Privacy Policy

Privacy policy

1. Introduction
This Privacy Notice explains in detail the types of personal data I may collect about you when you interact with me.
It also explains how I’ll store and handle that data, and keep it safe.

I know that there’s a lot of information here, but I want you to be fully informed about your rights, and how I use your data.
I hope the following sections will answer any questions you have but if not, please do get in touch with me.


2. The legal bases I rely on.
The law on data protection sets out a number of different reasons for which a company may collect and process your personal data, including:

Consent

In specific situations, I can collect and process your data with your consent.

For example, when you tick a box to receive email newsletters.



By using my website or submitting any Personal Information, you consent to the collection, transfer, storage, disclosure, and use of your Personal Information in the manner set out in this Privacy Policy. If you do not consent to the use of your Personal Information in these ways, please stop using this website.

Contractual obligations

In certain circumstances, I need your personal data to comply with our contractual obligations.


For example, if you order an item from me for home delivery, I’ll collect your address details to deliver your purchase, and pass them to my delivery service. 



Legal compliance

If the law requires me to, I may need to collect and process your data.

For example, I can pass on details of people involved in fraud or other criminal activity to law enforcement.



Legitimate interest
In specific situations, I require your data to pursue our legitimate interests in a way which might reasonably be expected as part of running our business and which does not materially impact your rights, freedom or interests.



For example:
I will use information you have provided for personalised details on prints requiring them. 



3. Security
I take the utmost care and take all appropriate steps to protect your data.
I use industry best practices to keep any information collected and/or transmitted secure. This includes the use of HTTPS with TLS (Transport Layer Security), which encrypts all transmitted data. All transactional areas of our websites operate as secure access only, using HTTPS technology and follow all guidelines from my payment gateway providers.

My website is hosted and operated by SupaDupa (SupaDupa.me) who regularly monitor their systems for possible vulnerabilities and attacks, and carry out regular testing to identify ways to further strengthen security.

4. When do I collect your personal data?
When you visit our websites and purchase products or services.
When you make an online purchase.
When you engage with me on social media.
When you contact me by any means with queries, complaints etc.
When you sign up to my mailing list.

5. How long do I keep your data?
Whenever I collect or process your personal data, I’ll only keep it for as long as is necessary for the purpose for which it was collected.



When you place an order, I’ll keep the personal data you give us for at least five years so I can comply with our legal and contractual obligations. 

At the end of that retention period, your data may be retained or deleted completely.

6. How and why do I use your personal data
I use your personal data for the following general purposes:
To process any orders that you make through the website.
I will need to collect some personal data from you during the checkout process.

The data I require may include - but not limited to - your name, delivery details, phone number, email address, billing information including billing name and address, credit card number, among other personal data.

To comply with legal obligations
To be able to provide some of my products and services to you, I may be required by law to request and hold some personal data.

Additionally, I may use the order details to:

Communicate with you
Screen our orders for potential risk or fraud
When in line with the preferences you have shared with us, provide you with information or advertising relating to additional products or services that might be of interest to you.

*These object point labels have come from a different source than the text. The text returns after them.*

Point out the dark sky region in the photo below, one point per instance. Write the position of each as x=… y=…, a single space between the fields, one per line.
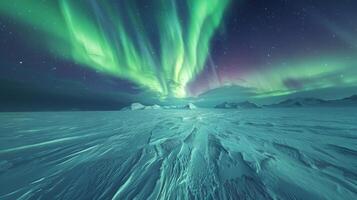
x=102 y=55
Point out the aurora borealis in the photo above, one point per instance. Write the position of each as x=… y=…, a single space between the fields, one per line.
x=163 y=50
x=115 y=41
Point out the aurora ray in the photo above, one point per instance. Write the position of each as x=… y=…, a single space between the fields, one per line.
x=164 y=57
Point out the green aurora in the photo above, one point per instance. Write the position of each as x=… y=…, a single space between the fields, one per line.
x=117 y=42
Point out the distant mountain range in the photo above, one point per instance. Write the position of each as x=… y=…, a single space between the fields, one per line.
x=240 y=105
x=312 y=102
x=294 y=102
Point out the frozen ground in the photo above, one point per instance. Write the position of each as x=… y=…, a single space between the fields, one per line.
x=180 y=154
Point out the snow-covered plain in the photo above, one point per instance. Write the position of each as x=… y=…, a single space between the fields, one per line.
x=301 y=153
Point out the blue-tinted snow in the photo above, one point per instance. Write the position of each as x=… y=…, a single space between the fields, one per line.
x=305 y=153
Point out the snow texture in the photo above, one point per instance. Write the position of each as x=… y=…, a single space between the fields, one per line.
x=281 y=153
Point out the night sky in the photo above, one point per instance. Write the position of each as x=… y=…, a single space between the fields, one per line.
x=91 y=54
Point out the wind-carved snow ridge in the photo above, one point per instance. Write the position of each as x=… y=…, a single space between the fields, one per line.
x=179 y=154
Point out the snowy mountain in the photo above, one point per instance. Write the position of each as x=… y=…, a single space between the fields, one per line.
x=300 y=102
x=315 y=102
x=139 y=106
x=241 y=105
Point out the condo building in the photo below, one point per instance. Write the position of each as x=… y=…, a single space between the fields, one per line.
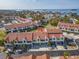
x=33 y=40
x=69 y=27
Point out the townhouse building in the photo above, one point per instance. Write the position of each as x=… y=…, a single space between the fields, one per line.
x=37 y=39
x=69 y=27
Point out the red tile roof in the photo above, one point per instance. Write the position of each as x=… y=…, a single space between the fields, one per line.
x=68 y=25
x=19 y=36
x=55 y=35
x=45 y=56
x=29 y=36
x=54 y=30
x=21 y=25
x=40 y=35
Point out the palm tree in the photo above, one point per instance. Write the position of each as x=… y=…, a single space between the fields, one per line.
x=66 y=55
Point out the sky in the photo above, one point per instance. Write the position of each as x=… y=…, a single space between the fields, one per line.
x=39 y=4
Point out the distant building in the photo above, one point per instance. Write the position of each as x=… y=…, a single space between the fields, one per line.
x=24 y=20
x=69 y=27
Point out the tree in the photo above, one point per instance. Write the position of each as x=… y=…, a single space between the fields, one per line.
x=66 y=54
x=54 y=22
x=49 y=43
x=77 y=22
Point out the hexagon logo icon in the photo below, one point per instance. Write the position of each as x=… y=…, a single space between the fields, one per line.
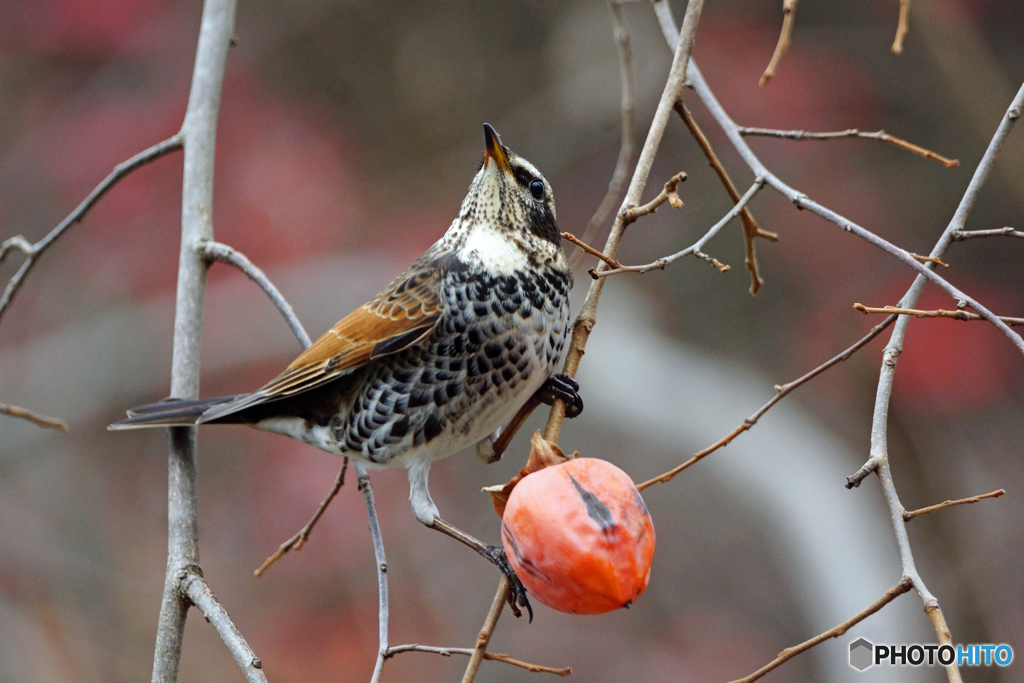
x=861 y=654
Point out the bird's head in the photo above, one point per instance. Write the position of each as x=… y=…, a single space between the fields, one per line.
x=507 y=220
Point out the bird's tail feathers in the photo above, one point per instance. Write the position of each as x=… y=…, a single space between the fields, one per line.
x=169 y=413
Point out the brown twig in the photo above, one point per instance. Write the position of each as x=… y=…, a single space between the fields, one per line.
x=899 y=589
x=627 y=148
x=568 y=237
x=297 y=541
x=693 y=249
x=483 y=638
x=588 y=315
x=34 y=251
x=788 y=14
x=903 y=27
x=751 y=227
x=669 y=195
x=492 y=656
x=852 y=132
x=781 y=390
x=35 y=418
x=960 y=236
x=955 y=314
x=907 y=516
x=214 y=251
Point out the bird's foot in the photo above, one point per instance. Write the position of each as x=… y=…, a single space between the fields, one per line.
x=562 y=387
x=517 y=593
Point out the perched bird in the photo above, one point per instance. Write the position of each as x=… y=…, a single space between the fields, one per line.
x=441 y=358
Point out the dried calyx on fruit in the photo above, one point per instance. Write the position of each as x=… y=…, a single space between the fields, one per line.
x=577 y=531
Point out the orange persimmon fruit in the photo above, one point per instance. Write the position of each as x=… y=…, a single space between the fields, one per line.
x=579 y=537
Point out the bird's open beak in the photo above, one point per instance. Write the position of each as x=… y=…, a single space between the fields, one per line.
x=493 y=150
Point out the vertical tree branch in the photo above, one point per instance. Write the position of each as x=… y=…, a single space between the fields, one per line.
x=375 y=532
x=588 y=314
x=198 y=133
x=627 y=146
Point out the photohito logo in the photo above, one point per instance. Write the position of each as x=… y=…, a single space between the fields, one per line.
x=863 y=654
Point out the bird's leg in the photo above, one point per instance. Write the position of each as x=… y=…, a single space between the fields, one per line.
x=517 y=595
x=562 y=387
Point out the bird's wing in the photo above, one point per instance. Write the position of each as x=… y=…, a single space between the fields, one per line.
x=402 y=314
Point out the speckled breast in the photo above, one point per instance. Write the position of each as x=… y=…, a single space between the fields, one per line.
x=499 y=339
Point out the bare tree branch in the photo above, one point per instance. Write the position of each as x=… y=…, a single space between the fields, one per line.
x=631 y=214
x=902 y=27
x=899 y=589
x=852 y=132
x=788 y=15
x=627 y=148
x=492 y=656
x=907 y=516
x=486 y=631
x=214 y=251
x=1004 y=231
x=35 y=251
x=955 y=314
x=751 y=227
x=200 y=594
x=693 y=249
x=35 y=418
x=198 y=137
x=375 y=534
x=297 y=541
x=801 y=201
x=781 y=390
x=568 y=237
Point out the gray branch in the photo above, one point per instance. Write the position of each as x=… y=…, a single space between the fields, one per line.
x=375 y=532
x=34 y=251
x=800 y=200
x=200 y=594
x=693 y=249
x=214 y=251
x=198 y=136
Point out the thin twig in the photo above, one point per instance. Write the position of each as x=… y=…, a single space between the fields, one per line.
x=375 y=534
x=801 y=201
x=627 y=148
x=958 y=236
x=788 y=15
x=198 y=137
x=930 y=259
x=17 y=242
x=693 y=249
x=852 y=132
x=751 y=227
x=36 y=418
x=899 y=589
x=493 y=656
x=200 y=594
x=879 y=453
x=568 y=237
x=486 y=631
x=902 y=27
x=781 y=390
x=955 y=314
x=297 y=541
x=35 y=251
x=214 y=251
x=588 y=315
x=631 y=214
x=907 y=516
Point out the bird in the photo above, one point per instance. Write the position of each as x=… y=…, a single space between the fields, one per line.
x=441 y=358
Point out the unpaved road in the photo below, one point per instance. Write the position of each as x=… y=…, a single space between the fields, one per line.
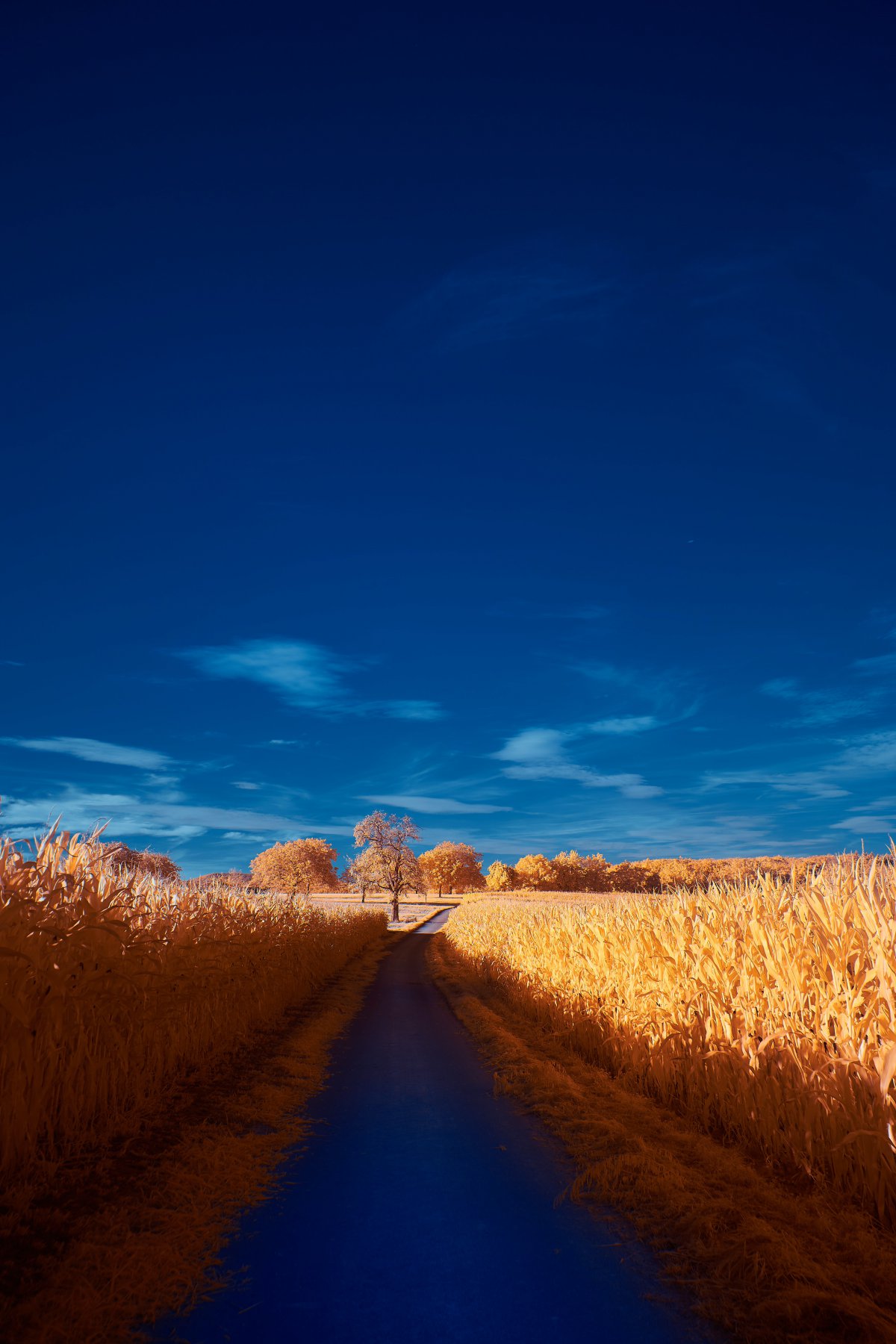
x=423 y=1209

You can opt out of providing this additional information by simply not entering it when asked or you could stop using this website.

Remember, if you choose not to share your personal data with me, or refuse certain contact permissions, I might not be able to provide you with the products or services you have asked for.


7. The data I receive or collect
When you use this website, place orders or communicate with us, we collect some personal data about you such as:

First name and Last name
Email address
Shipping & delivery address
Your billing details and any necessary other information to complete any financial transaction. When making purchases through the checkout, we may also collect your credit card or PayPal information
Your IP Address and, when applicable, timestamp related to your consent and confirmation of consent
Information I may receive relating to communications you send me, such as queries or comments concerning my products or services

8. Cookies and trusted third-parties
I use a number of trusted third-party services or companies to enhance or personalise your journey through our website. For these services to work, I sometimes share your personal data with them.
I provide only the information they need to perform their specific services.

These services may use cookies to track and identify you as you use the website. This is so they can deliver the enhancements they are contracted with us to provide.

For example, I use SupaDupa to power this website.
You can read more about how SupaDupa handles your data in the SupaDupa privacy policy: http://info.supadupa.me/privacy.

These are the third-party services I currently work with that will process your personal data as part of their contracts with us:

SupaDupa - I use the SupaDupa ecommerce platform to power this website and online checkout.
You can read more about how SupaDupa handles your data in the SupaDupa privacy policy: http://info.supadupa.me/privacy.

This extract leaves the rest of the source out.